Die Beschäftigungsplanungen der Bauunternehmen erreichen abermals ein Rekordniveau. In diesem Wirtschaftszweig übersteigt der Anteil der Unternehmen mit höheren Beschäftigungsabsichten den der Unternehmen mit Reduktionsplänen um neun Punkte. Gegenüber Jahresbeginn 2016 erhöhten die Unternehmen ihre Beschäftigungsabsichten deutlich: Der Beschäftigungssaldo aus „Ausweitung“- und „Einschränkung“-Meldungen der Bauunternehmen ist um fünf auf plus neun gestiegen. Der Anteil derer, die planen ihren Personalbestand „zu verringern“, liegt lediglich bei 8 %. Im Hinblick auf den zunehmenden Fachkräftemangel ist den Unternehmen daran gelegen, ihr Personal „zu halten“: Dies gab der überwiegende Teil der befragten Bauunternehmen an (75 %). 17 % der Befragten möchten die Zahl seiner Beschäftigten sogar „erhöhen“. Dabei sehen besonders diese Unternehmen das Risiko des Fachkräftemangels: 86 % der Bauunternehmen mit höheren Einstellungsplänen haben mit dem Mangel an qualifizierten Fachkräften zu kämpfen. Besonders expansive Beschäftigungspläne haben die größeren Bauunternehmen mit 200 und mehr Beschäftigten: Von ihnen plant jedes fünfte Unternehmen in den kommenden 12 Monaten eine Erhöhung des Personalbestandes.

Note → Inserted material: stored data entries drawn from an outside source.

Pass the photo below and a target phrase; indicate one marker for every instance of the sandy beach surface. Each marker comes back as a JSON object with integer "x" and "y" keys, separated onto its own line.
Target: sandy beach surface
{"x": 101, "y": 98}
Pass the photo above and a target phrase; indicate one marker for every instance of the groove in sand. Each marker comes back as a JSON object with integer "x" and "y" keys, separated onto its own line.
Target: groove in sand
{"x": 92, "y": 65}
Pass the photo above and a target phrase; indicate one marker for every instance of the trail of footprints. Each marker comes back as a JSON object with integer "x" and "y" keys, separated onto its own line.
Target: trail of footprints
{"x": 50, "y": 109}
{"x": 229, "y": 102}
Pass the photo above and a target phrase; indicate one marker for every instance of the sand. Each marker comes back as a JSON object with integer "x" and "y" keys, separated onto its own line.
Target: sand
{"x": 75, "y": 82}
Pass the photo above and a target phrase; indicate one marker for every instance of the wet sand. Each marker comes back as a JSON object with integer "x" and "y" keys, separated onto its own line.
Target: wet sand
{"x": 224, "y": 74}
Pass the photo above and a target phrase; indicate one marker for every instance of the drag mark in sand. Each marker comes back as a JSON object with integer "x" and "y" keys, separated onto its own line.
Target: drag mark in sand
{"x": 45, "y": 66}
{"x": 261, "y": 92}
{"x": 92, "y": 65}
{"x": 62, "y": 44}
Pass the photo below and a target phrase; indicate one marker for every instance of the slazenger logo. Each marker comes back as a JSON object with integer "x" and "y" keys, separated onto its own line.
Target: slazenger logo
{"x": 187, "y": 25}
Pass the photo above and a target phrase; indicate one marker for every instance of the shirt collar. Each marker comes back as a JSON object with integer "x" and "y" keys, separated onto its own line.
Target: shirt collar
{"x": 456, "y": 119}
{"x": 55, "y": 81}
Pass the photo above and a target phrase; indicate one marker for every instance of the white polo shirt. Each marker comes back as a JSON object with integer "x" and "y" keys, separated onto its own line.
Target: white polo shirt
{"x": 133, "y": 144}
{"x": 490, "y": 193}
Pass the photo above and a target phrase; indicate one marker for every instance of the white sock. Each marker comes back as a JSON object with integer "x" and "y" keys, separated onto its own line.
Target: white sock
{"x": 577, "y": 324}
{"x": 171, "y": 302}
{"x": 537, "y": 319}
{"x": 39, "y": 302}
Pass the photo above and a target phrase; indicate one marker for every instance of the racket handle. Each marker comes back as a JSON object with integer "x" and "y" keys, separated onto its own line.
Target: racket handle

Das weiterhin historisch niedrige Zinsniveau sowie die steigende Nachfrage nach Wohnraum, insbesondere in Ballungszentren, geben den Personalplänen weiteren Schub: So klettert der Saldo im Hochbau wieder auf Rekordniveau (Verbesserung um vier auf acht Punkte). Noch deutlicher wollen die Tiefbauunternehmen ihre Personalplanungen hochfahren (Saldoverbesserung um sechs auf aktuell sieben Punkte), lange Zeit eine der skeptischsten Branchen (langjähriger Durchschnitt: minus zwölf Punkte). Hier wirken derzeit insbesondere die allmählich fließenden zusätzlichen Mittel für den Ausbau der öffentlichen Infrastruktur. Doch der starke Mangel an Fachkräften setzt den Plänen allzuoft Grenzen. Fast drei Viertel der Tiefbauunternehmen nennen ihn als Risiko für die Geschäftstätigkeit.